SentinelOne’s stock experienced a decline in after-hours trading, indicating investor skepticism regarding the forecasted ramp-up in ARR and revenue in the second half of fiscal year 26, especially amid rising macroeconomic uncertainties. Based on InvestingPro’s Fair Value analysis, the stock appears fairly valued at current levels.
In other recent news, SentinelOne Inc has announced its fourth-quarter earnings for fiscal year 2025, revealing a mixed financial performance. The company exceeded FactSet consensus estimates in revenue, operating income, and earnings per share, but did not meet expectations for gross margin, annual recurring revenue (ARR), and billings. SentinelOne’s fiscal year 2026 guidance projects a 23% growth in top-line revenue and approximately $200 million in net new annual recurring revenue, which falls short of consensus estimates. The company is also retiring its Deception product, which negatively impacted ARR and is expected to further reduce fiscal year 2026 ARR by $10 million.
Analysts have responded to these developments with various adjustments to SentinelOne’s stock price target. Scotiabank (TSX:BNS) lowered its target to $19 while maintaining a Sector Perform rating, and Cantor Fitzgerald reduced its target to $24 but kept an Overweight rating. BTIG and Raymond (NSE:RYMD) James both cut their targets to $27 and $25, respectively, with BTIG maintaining a Buy rating and Raymond James a Strong Buy. Jefferies also adjusted its price target to $25, upholding a Buy rating.

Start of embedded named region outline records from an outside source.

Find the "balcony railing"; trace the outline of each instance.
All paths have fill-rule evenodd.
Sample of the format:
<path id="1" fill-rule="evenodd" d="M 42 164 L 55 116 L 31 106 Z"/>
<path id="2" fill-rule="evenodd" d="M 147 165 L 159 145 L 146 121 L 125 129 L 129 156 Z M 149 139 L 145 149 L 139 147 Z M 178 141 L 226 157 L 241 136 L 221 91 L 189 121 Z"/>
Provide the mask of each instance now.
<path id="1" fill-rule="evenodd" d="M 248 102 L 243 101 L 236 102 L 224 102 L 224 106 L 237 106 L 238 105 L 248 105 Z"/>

Despite the challenges, SentinelOne achieved a positive operating margin for the first time in the recent quarter and has shown improvement in profitability. Analysts from firms like BTIG and Jefferies highlight the company’s strong technological position and potential growth opportunities, such as its partnership with Lenovo. These developments are crucial for investors assessing SentinelOne’s market position and growth potential in the competitive cybersecurity sector.